“The explorer returned to his people, who were eager to know about the Amazon. But how could he ever put into words the feelings that flooded his heart when he saw exotic flowers and heard the night-sounds of the forest; when he sensed the danger of wild beasts or paddled his canoe over treacherous rapids?
He said, “Go and find out for yourselves.” To guide them he drew a map of the river. They pounced upon the map. They framed it in their town hall. They made copies of it for themselves. And all who had a copy considered themselves experts on the river, for did they not know its every turn and bend, how broad it was and how deep, where the rapids were and where the falls?”
– Anthony De Mello, The Explorer
Reading this story three times, my mind flashed back on moments over the last year when I transcended the maps: hiking trails where every rock was a wince, Scottish roads that proved narrower and a spouse who grew more horrified by the non-existent shoulder than the oncoming truck, carefully arranged graduation reservations scrapped by COVID and a banner at the ready should a party someday be a reality. Each an example of what I thought I knew turned on its head. Each a learning experience.

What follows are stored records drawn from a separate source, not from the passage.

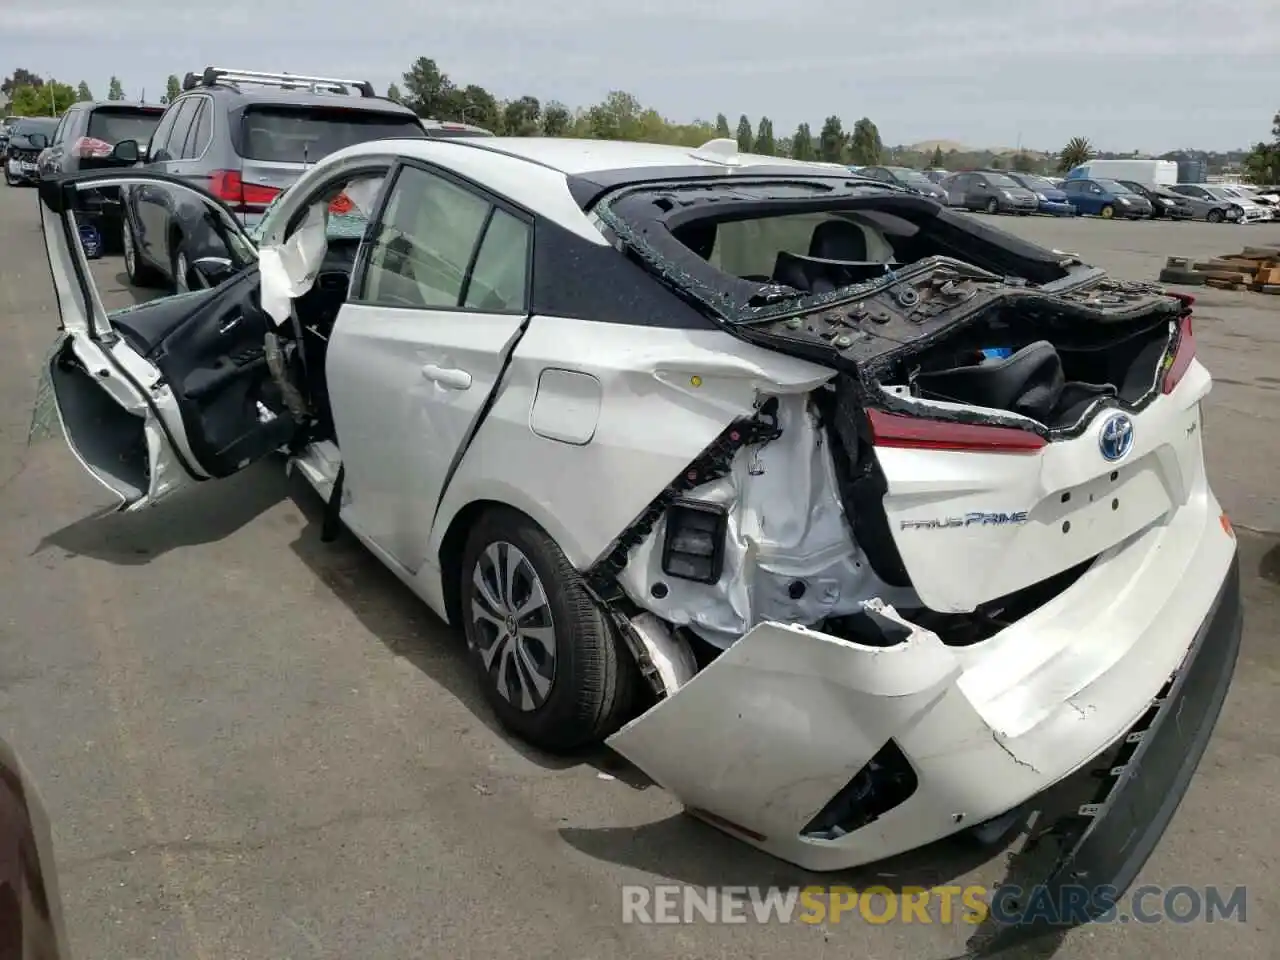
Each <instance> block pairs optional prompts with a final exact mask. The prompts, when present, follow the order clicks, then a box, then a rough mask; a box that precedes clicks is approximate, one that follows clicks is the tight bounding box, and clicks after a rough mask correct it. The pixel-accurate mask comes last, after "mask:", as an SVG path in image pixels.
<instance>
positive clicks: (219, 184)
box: [209, 170, 280, 207]
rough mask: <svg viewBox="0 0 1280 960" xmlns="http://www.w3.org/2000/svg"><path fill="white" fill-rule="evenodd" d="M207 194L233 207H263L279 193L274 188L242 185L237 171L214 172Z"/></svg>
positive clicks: (242, 180)
mask: <svg viewBox="0 0 1280 960" xmlns="http://www.w3.org/2000/svg"><path fill="white" fill-rule="evenodd" d="M209 192H210V193H212V195H214V196H215V197H218V198H219V200H220V201H223V202H224V204H228V205H230V206H233V207H265V206H266V205H268V204H270V202H271V201H273V200H275V197H276V196H279V193H280V191H278V189H276V188H275V187H261V186H259V184H256V183H244V180H243V178H242V177H241V174H239V170H214V173H212V174H210V177H209Z"/></svg>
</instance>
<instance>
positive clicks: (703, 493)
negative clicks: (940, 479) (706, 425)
mask: <svg viewBox="0 0 1280 960" xmlns="http://www.w3.org/2000/svg"><path fill="white" fill-rule="evenodd" d="M777 421H778V429H780V430H781V435H780V436H778V438H777V439H774V440H771V442H768V443H765V444H760V445H758V447H748V448H744V449H741V451H739V452H737V454H736V456H735V460H733V465H732V470H731V471H730V474H728V475H727V476H724V477H722V479H719V480H716V481H713V483H709V484H705V485H703V486H699V488H696V489H694V490H691V492H690V494H689V495H690V497H691V498H694V499H698V500H704V502H709V503H718V504H723V506H726V507H728V536H727V541H726V550H724V573H723V576H722V577H721V579H719V581H718V582H717V584H700V582H694V581H689V580H677V579H673V577H667V576H664V575H663V572H662V549H660V545H662V543H663V540H664V538H666V524H664V522H659V524H658V525H657V526H655V527H654V530H653V531H652V532H650V534H649V536H648V538H646V539H645V540H644V543H641V544H640V545H639V547H636V549H635V550H634V552H632V554H631V557H630V561H628V563H627V566H626V567H625V568H623V570H622V572H621V573H620V576H618V581H620V584H621V585H622V588H623V590H625V591H626V593H627V595H628V596H630V598H631V599H632V600H635V602H636V603H639V604H640V605H643V607H644V608H646V609H648V611H650V612H652V613H654V614H657V616H658V617H660V618H662V620H664V621H667V622H668V623H672V625H677V626H689V627H690V628H692V630H694V631H695V632H696V634H698V635H699V636H701V637H703V639H705V640H707V641H708V643H712V644H714V645H716V646H719V648H726V646H728V645H730V644H732V643H733V641H735V640H737V639H739V637H741V636H742V635H744V634H746V632H748V631H749V630H750V628H751V627H754V626H756V625H758V623H762V622H764V621H777V622H781V623H800V625H806V626H813V625H817V623H820V622H822V621H823V620H826V618H827V617H835V616H841V614H849V613H855V612H858V611H859V609H860V608H861V602H863V600H865V599H868V598H872V596H879V598H882V599H886V600H887V602H891V603H909V602H911V600H913V599H914V593H913V591H911V590H897V591H895V590H892V588H888V586H887V585H884V584H883V582H881V581H879V580H878V579H877V577H876V575H874V573H873V572H872V568H870V566H868V563H867V562H865V559H864V558H863V554H861V552H860V550H859V548H858V545H856V544H855V543H854V540H852V536H851V534H850V527H849V524H847V521H846V518H845V512H844V507H842V506H841V500H840V495H838V494H837V490H836V475H835V466H833V463H832V457H831V445H829V444H828V443H827V442H826V435H824V433H823V429H822V426H820V425H819V424H818V420H817V416H815V415H814V413H813V411H812V410H810V399H809V397H808V396H799V394H796V396H788V397H780V398H778V408H777ZM658 581H662V582H664V584H666V585H667V588H668V593H667V595H666V596H663V598H660V599H659V598H655V596H653V594H652V591H650V585H652V584H654V582H658ZM797 584H800V585H801V586H803V593H800V590H799V589H797V588H796V585H797ZM797 593H800V595H796V594H797Z"/></svg>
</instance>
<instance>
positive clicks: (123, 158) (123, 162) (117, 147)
mask: <svg viewBox="0 0 1280 960" xmlns="http://www.w3.org/2000/svg"><path fill="white" fill-rule="evenodd" d="M111 159H113V160H118V161H119V163H122V164H136V163H137V161H138V141H136V140H122V141H120V142H119V143H116V145H115V147H113V148H111Z"/></svg>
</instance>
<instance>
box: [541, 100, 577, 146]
mask: <svg viewBox="0 0 1280 960" xmlns="http://www.w3.org/2000/svg"><path fill="white" fill-rule="evenodd" d="M572 125H573V114H571V113H570V109H568V108H567V106H564V104H562V102H559V101H557V100H552V101H550V102H548V104H547V106H545V109H543V136H544V137H564V136H568V133H570V129H571V128H572Z"/></svg>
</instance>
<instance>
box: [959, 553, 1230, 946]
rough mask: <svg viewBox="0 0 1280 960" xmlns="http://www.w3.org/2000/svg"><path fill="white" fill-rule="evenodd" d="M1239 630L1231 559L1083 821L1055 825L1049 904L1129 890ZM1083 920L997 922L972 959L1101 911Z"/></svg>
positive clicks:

2020 was the big number on the horizon we all wondered about. Places we’d be, events we’d experience, moments we’d celebrate. Now we’re all living through the actual 2020, in ways that we didn’t anticipate. It’s just like any other map or plan in that way. Each event, each trip, each person and each day won’t be what you expected in some way or another. The maps and guides and itineraries and YouTube videos of those who went before help frame things, but you’ve got to go out and experience life to really know anything at all.
We all think we know how things are going to turn out. But living through the moment, exploring and testing our limits of understanding and endurance, going and finding out for yourselves, that’s where the knowing is. That’s where we fully realize the feelings that flood our hearts.